RSA-tools - Tutorials - local-word-analysis


  1. Introduction
  2. Running the example


Discovering overrepresented motifs

Starting from the observation that a set of genes are co-regulated, one can suppose that some elements are shared by their upstream region, and one would like to detect such elements. A simple and fast method to do so is to extract such elements, based on a detection of over-represented oligonucleotides. This method is implemented in local-word-analysis and oligo-analysis and has been described in detail in J.Mol. Biol. (1998) 281, 827-842.

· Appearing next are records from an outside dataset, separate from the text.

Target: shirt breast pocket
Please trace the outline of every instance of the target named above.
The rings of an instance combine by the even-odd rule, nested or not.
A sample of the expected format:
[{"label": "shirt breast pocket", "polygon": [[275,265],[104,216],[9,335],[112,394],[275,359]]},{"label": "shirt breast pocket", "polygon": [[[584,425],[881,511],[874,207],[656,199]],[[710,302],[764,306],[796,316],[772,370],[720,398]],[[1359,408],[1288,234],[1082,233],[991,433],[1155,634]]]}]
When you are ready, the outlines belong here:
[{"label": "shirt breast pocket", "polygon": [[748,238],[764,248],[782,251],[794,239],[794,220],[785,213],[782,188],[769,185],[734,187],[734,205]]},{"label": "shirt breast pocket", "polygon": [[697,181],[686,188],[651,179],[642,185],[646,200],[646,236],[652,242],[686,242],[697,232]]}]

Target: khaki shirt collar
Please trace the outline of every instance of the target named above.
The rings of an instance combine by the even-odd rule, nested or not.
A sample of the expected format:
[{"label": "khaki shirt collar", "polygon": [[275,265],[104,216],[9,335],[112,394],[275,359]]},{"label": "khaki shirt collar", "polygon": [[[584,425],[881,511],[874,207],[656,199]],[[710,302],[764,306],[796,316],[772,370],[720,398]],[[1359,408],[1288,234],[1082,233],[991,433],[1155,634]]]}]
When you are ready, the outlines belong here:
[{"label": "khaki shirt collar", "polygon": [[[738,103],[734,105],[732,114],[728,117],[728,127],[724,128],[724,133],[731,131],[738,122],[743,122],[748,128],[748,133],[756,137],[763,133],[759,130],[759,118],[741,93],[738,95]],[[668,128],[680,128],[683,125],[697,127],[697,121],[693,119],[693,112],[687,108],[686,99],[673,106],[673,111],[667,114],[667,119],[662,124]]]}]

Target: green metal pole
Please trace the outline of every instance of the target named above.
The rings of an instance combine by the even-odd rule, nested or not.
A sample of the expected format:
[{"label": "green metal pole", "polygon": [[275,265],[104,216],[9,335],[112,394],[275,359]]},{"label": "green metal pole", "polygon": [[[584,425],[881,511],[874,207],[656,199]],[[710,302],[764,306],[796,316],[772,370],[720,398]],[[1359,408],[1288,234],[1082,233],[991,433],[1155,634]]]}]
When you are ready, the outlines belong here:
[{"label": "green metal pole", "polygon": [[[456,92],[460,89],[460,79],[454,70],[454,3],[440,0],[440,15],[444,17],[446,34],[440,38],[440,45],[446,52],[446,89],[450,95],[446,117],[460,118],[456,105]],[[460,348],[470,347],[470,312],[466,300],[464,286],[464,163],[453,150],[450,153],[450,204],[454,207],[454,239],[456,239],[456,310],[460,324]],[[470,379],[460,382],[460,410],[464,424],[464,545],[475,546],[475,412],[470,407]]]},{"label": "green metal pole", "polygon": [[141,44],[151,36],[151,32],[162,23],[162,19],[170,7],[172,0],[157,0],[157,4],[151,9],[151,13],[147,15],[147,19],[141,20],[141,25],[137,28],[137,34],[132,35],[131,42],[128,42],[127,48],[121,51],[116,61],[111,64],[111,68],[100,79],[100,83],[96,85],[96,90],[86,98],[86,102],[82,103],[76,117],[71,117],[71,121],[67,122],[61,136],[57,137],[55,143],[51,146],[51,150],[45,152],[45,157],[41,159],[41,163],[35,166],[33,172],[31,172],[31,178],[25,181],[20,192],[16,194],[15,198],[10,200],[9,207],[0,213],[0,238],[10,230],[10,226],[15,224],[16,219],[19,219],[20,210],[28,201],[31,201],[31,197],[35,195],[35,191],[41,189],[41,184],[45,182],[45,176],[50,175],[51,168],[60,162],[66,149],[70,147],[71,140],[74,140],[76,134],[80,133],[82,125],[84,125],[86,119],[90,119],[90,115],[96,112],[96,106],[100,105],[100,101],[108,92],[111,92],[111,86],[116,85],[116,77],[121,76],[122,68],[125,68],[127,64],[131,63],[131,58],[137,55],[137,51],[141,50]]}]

Discovering position-specific motifs

Yet another criterion for detecting exceptional motifs is to detect oligonucleotides that are over-represented at specific positions relative to some reference position (position 0). Typically, the analysis should be performed with a large number of sequences (e.g. all promoters, or all 3' UTRs of a given organism) aligned with respect to some reference position (e.g. the start codon, or the transcription start site, the stop codon, ...). The goal is to detect motifs that are significantly 'concentrated' in some specific regions relative to the reference position. The detection of position-specific motifs can be achieved with the program local-word-analysis, which applies the same statistics as oligo-analysis to a series of windows of variable widths in the input sequence set. The reference position can be either the start or the end of the sequences. The program returns a list of significant oligonucleotides, with the boundaries of the window where they are over-represented. As a study case, we will detect position-specific oligonucleotides in all the promoters of the bacteria Bacillus subtilis.

Running the example

  1. In the left menu, click on retrieve sequence (section Sequence retrieval). This should open the retrieve sequence form.
  2. In the retrieve sequence form, check the option Single organism and select the species of your choice in the Organism pop-up menu (for the study case, select Bacillus subtilis).
  3. For the Genes radio button, select the option all in order to retrieve all the annotated gene promoters.
  4. Choose the appropriate Feature type according to the selected organism (for the study case, select CDS) and specify the region to retrieve by selecting the Sequence type and entering the From and To location (for the study case select upstream and set From to 400 and To to 1).
  5. Make sure that the option Prevent overlap with neighbour genes (noorf) is checked.
    WARNING!. For detecting position-specific motifs, it is particularly important to restrict the retrieval to non-coding sequences, because oligonucleotide frequencies strongly differ between non-coding and coding sequences.
  6. Leave all other options unchanged and click the GO button to retrieve the sequences. After a few seconds, a result page with a link to the sequence file should appear (you can optionally check them by following this link).
  7. Below the link to the sequence file, the Next step box shows a list of programs. Click the local-word-analysis button in order to transmit your promoter sequences to the local-word-analysis form.
  8. The local-word-analysis form contains a large number of options, whose detailed description is available in the manual. We will just check below some of the most important options and explain why they are critical.
  9. Make sure that the option Purge sequences is checked.
    WARNING! Sequence purging is essential to discard redundancy in the sequence set.
  10. In the next section of the form, select fixed window width and specify the width plus the Align options (for the study case set fixed Window width to 20 and Align to right since we are using upstream sequences)
  11. In the section Background model, the option upstream-noorf (Genome subset) should be checked and the organism selected according to your input sequences.
    WARNING! The choice of the background model is one of the most crucial parameters for motif discovery. An inappropriate background model provokes noisy results that can lead to erroneous interpretations.
  12. In the table Thresholds, set the upper threshold on rank to 100. This will restrict the output to the 100 most significant oligonucleotide windows.
  13. Check that the lower threshold on significance is set to 0, in order to return motifs with positive significance. You can optionally increase this threshold to perform a more stringent selection.
  14. Check that the upper threshold on window rank is set to 1, in order to return only the most significant window for each oligonucleotide. Alternatively, you can increase this value if you suspect that some motifs will be concentrated at several positions. However, the result may then contain mutually embedded windows for the same oligonucleotide.
  15. In the last part of the form, select the email Output, enter a valid email address and click the GO button. After a couple of minutes, you should receive an email containing a link to the result page.
    WARNING! Depending on parameters chosen, the length and the number of sequences, this step will take from few minutes to several hours. For this reasons, the email output is strongly recommended.